The Dovercourt Boys and Girls Club is on the east side of Dovercourt Park on Westmoreland Avenue. This after-school facility has a gym, a pool, and many rooms for classes in arts, sports, homework help, mindfulness, and team building. The nearest community centre to Dovercourt Park is the Wallace Emerson Community Centre. This centre has separate cardio, free weights, and fitness studios. It also has a 25-metre pool, a preschool room, a youth and Older Adults lounge, and a large gymnasium.
Transit & Commute Times
Getting into and around Toronto is a breeze for people living in Dovercourt Park. The nearest subway station is Dufferin Station on Dufferin Street and Bloor Street West. This station connects residents to the Bloor-Danforth subway line running east and west. There are also buses running north and south from Dufferin Station for those heading to College, Queen, or any of the areas south of Dovercourt Park. People with cars may have to deal with traffic getting out of the city. They have to drive north for about 15 minutes to access Highway 401 via Allen Road, or south to the Gardiner Expressway.
A Family-Friendly Part of Town
People who live in Dovercourt Park have a good balance of peaceful streets, great shopping, and diverse dining options. Shopping is easy with the Dufferin Mall close by, and there’s a vast selection of dining traditions along Bloor Street West. This area has plenty of museums and galleries for those looking for an arts and cultural learning experience.
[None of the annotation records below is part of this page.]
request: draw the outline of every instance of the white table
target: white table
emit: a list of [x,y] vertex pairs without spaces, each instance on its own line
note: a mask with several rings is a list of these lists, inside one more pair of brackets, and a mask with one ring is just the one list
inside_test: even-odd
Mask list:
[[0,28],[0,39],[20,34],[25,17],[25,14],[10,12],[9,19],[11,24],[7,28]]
There is also plenty of park space in this area with playgrounds and children’s after-school programs. Toronto’s transit system gives locals easy access to the rest of the city, and drivers only have a short trip to the 401 and the Gardiner Expressway via Dufferin Street.
Frequently Asked Questions
What is Dovercourt Park, Toronto, known for?
This area is a well-established family neighbourhood that rose out of poverty after it was annexed by the City of Toronto in the early 1900s.
Why is it called Dovercourt Park?
Dovercourt Park is named after a country villa owned by the Denison family, a prominent family in Toronto’s early history.